Zwei Tage, zwei fürchterliche Tage der Ungewißheit und des Schreckens folgten nun; fort und fort hörte man das Rollen des Donners, das Krachen der Geschütze, aber, obwohl die Wiener den ganzen Tag von der Höhe der Thürme hinabspäheten, so vermochten sie doch nichts zu unterscheiden. Ungeheure Wolken von Dampf lagerten ringsum, und hüllten die Dörfer Eßlingen und Aspern und die Insel Lobau in undurchdringliche Nebelschleier ein.
Joseph Haydn verbrachte diese Tage des zwei- und dreiundzwanzigsten Mai in stillem Schmerz, in sanfter Resignation, oft betete er, und dreimal an jedem Tage spielte er sein Kaiserlied.
So war der Morgen des vierundzwanzigsten Mai gekommen. Conrad war hinaus gegangen auf die Straße, um Nachrichten einzuziehen, denn der Kanonendonner war verstummt, die Schlacht war zu Ende. Wer hatte sie gewonnen? Das war die Frage, welche alle Herzen beben machte, welche jedes Gemüth mit banger Sorge erfüllte.
Auch Haydn's Gemüth war sorgenvoll, und um seine Ungeduld bis zu Conrad's Rückkehr zu überwinden, hatte er sich von Kathrinel an sein Clavier führen lassen.

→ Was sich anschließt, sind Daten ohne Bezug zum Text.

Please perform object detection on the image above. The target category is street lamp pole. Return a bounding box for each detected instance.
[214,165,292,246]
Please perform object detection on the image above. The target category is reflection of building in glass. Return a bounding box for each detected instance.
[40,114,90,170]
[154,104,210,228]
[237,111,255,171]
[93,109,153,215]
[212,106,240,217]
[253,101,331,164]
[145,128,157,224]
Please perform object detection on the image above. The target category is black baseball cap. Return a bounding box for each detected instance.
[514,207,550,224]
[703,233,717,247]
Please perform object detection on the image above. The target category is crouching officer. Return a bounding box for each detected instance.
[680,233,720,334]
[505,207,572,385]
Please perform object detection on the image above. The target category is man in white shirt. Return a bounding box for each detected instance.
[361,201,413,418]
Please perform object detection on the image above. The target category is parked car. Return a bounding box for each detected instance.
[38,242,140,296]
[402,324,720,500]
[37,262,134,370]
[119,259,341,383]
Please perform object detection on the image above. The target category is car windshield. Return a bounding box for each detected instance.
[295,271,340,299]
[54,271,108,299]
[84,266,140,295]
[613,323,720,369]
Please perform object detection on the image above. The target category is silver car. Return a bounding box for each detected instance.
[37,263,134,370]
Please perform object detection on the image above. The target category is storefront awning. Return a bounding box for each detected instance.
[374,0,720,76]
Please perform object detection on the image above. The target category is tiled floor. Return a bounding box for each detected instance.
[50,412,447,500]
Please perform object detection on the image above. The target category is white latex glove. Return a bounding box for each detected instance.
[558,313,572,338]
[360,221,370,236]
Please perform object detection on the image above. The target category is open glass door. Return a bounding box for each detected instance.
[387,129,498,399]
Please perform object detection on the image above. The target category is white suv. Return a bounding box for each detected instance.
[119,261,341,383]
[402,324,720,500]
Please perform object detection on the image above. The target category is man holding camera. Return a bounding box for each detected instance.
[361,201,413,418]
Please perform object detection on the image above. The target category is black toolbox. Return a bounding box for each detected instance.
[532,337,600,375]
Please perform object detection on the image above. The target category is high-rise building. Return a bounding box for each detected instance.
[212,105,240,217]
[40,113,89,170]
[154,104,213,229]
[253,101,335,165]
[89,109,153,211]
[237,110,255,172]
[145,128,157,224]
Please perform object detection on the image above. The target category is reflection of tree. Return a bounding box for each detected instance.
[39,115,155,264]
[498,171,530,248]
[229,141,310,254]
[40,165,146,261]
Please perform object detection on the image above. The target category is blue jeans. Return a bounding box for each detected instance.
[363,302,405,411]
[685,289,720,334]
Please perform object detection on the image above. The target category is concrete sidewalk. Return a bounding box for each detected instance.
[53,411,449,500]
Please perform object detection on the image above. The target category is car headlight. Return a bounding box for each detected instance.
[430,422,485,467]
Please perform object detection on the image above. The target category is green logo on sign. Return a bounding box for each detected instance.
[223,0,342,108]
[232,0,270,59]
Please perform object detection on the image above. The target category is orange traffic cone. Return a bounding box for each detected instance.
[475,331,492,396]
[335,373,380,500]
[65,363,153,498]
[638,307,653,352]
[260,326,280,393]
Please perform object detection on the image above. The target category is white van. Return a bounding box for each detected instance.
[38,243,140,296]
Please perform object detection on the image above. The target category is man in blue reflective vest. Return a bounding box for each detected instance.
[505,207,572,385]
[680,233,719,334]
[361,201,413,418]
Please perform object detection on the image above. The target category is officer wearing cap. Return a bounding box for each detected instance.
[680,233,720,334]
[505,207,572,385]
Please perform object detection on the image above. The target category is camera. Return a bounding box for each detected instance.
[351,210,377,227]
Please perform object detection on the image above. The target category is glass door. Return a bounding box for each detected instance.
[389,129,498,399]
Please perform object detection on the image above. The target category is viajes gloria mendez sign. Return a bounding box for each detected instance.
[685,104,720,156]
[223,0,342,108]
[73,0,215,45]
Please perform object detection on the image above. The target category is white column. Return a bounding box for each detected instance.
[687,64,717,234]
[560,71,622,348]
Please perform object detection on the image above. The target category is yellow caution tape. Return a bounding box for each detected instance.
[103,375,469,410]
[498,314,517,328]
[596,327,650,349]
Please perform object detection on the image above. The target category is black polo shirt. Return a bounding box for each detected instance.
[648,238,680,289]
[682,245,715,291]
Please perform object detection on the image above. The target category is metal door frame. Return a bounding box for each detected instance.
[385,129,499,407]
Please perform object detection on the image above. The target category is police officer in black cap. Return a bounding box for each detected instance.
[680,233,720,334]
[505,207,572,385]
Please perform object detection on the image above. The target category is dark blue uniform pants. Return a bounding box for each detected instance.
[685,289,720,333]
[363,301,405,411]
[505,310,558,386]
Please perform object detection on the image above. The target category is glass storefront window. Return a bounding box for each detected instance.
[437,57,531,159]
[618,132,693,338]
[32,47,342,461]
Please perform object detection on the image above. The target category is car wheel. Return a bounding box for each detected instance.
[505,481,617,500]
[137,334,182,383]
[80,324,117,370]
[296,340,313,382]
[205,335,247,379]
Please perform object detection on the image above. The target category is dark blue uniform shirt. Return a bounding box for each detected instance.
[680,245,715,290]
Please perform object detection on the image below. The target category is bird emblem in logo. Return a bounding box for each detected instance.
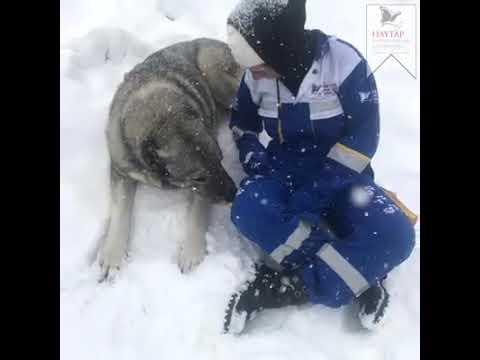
[380,6,402,28]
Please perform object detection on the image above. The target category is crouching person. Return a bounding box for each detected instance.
[224,0,415,333]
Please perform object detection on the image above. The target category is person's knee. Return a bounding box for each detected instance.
[380,214,415,266]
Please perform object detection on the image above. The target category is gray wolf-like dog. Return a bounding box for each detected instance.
[98,39,243,279]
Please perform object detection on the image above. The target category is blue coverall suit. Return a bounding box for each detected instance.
[230,31,415,307]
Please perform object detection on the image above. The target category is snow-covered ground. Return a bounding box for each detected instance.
[60,0,420,360]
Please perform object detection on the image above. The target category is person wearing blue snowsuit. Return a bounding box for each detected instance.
[224,0,415,333]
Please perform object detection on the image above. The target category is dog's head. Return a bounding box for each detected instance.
[142,122,237,203]
[197,39,245,109]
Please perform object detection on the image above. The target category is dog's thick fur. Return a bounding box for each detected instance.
[98,39,243,278]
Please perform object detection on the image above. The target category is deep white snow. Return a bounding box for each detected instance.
[60,0,420,360]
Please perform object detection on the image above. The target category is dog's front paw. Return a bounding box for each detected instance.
[177,242,206,274]
[98,243,127,282]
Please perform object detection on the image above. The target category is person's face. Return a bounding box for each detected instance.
[249,64,280,80]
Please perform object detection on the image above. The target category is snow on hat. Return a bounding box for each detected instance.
[227,0,314,93]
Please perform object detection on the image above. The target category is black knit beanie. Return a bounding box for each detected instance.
[227,0,315,95]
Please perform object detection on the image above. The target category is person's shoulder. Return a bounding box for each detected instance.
[328,35,365,62]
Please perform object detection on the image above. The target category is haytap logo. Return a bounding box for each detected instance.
[365,4,417,79]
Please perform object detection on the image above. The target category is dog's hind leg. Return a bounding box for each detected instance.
[178,193,211,273]
[98,167,137,281]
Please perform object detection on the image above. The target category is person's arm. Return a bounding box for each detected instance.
[230,73,269,175]
[327,59,380,173]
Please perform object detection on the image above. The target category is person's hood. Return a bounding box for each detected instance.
[227,0,317,95]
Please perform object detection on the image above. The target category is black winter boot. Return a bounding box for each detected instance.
[224,265,308,334]
[357,279,390,330]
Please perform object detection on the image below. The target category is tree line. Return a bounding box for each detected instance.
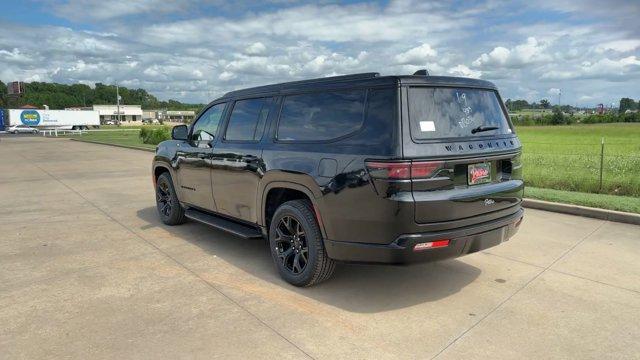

Ich will mein Kaiserlied spielen, sagte er hastig, oft habe ich Trost und Erhebung daraus gewonnen in den Tagen der Unruhe und Bedrängniß, und wenn ich es spiele, wird mir immer so wohl und still zu Sinne. Es wird auch heute seine Kraft an mir bewähren. Haydn's eigene Worte. Siehe Zeitgenossen IV. Dritte Reihe 36.
Er begann zu spielen, ein glückliches Lächeln verklärte seine Züge, sein Auge richtete sich strahlend gen Himmel, und immer feuriger, immer machtvoller tönte seine Musik, in immer glänzenderen Phantasieen glitten seine Finger über die Tasten dahin. Da ward die Thür aufgerissen, und Conrad stürzte herein, keuchend vom raschen Lauf, glühend vor Aufregung, aber strahlenden Angesichts.
Sieg! rief er, Sieg!
Und er taumelte zu Haydn's Füßen nieder.
Wer hat gesiegt? fragte Haydn angstvoll.
Die Oesterreicher haben gesiegt, keuchte Conrad. Bei Aspern hat unser Erzherzog Carl den Kaiser Napoleon besiegt, das ganze Franzosenheer steckt jetzt auf der Insel Lobau, und an ein Entkommen ist nicht mehr zu denken. Tausend und tausend Leichen der Franzosen schwimmen auf der Donau dahin, und verkünden es aller Welt: daß Oesterreich die Franzosen besiegt hat! Hurrah! Hurrah! Unser Held, der Erzherzog Carl, hat den Erzschelm Bonaparte aufs Haupt geschlagen! Hurrah!
Hurrah! Hurrah! jubelte und schnarrte der Papagey von seiner Stange hernieder, und die Katze erhob ihr Haupt von dem Kissen, auf dem sie zusammengerollt gelegen, und schaute mit scharfen prüfenden Blicken zu dem Papagey hin, als habe sie sein Jubelwort verstanden.
Joseph Haydn sagte nichts. Er hatte die Hände gefaltet, und betete inbrünstig. Dann nach einer Pause rief er mit lauter freudiger Stimme: Herr, mein Gott, ich danke Dir, daß Du mein Vertrauen nicht hast zu Schanden werden lassen, sondern daß Du Oesterreich behütet und ihm geholfen hast, seinen Feind zu besiegen. Ich wußt' es wohl, Recht bleibt doch Recht, und das Recht ist bei Oesterreich, denn Frankreich, das heuchlerische Frankreich allein hatte diesen Krieg begonnen, und Oesterreich erhob das Schwert nur zur Vertheidigung seiner Ehre und seiner Grenzen! Recht bleibt doch Recht, und deshalb mußte Oesterreich in diesem Kampfe siegen, deshalb mußte Frankreich unterliegen! – Gott erhalte Franz den Kaiser! Ich aber, ich kann mich jetzt hinlegen und sterben! Oesterreich hat gesiegt! Das ist der letzte Freudengruß, den mir die Welt sendet! Mit diesem Gruß will ich sterben! Ja, sterben! Der Tod naht schon! Aber er trägt eine Lorbeerkrone auf seinem Haupte und sein Auge strahlt in Siegeslust! Heil Oesterreich! Heil dem deutschen Vaterlande!
Das waren Joseph Haydn's letzte Worte. Ohnmächtig sank er zurück. Zwar gelang es den Aerzten, ihn noch wieder in's Leben zurück zu rufen, zwar athmete und lebte er noch sechs Tage lang, aber sein Leben glich nur noch dem letzten matten Aufflackern des verlöschenden Lichtes, und in der Nacht vom dreißigsten auf den einunddreißigsten Mai kam der Tod, dieses matte Licht auszublasen.
In der Nacht vom dreißigsten auf den einunddreißigsten Mai 1809 starb Joseph Haydn.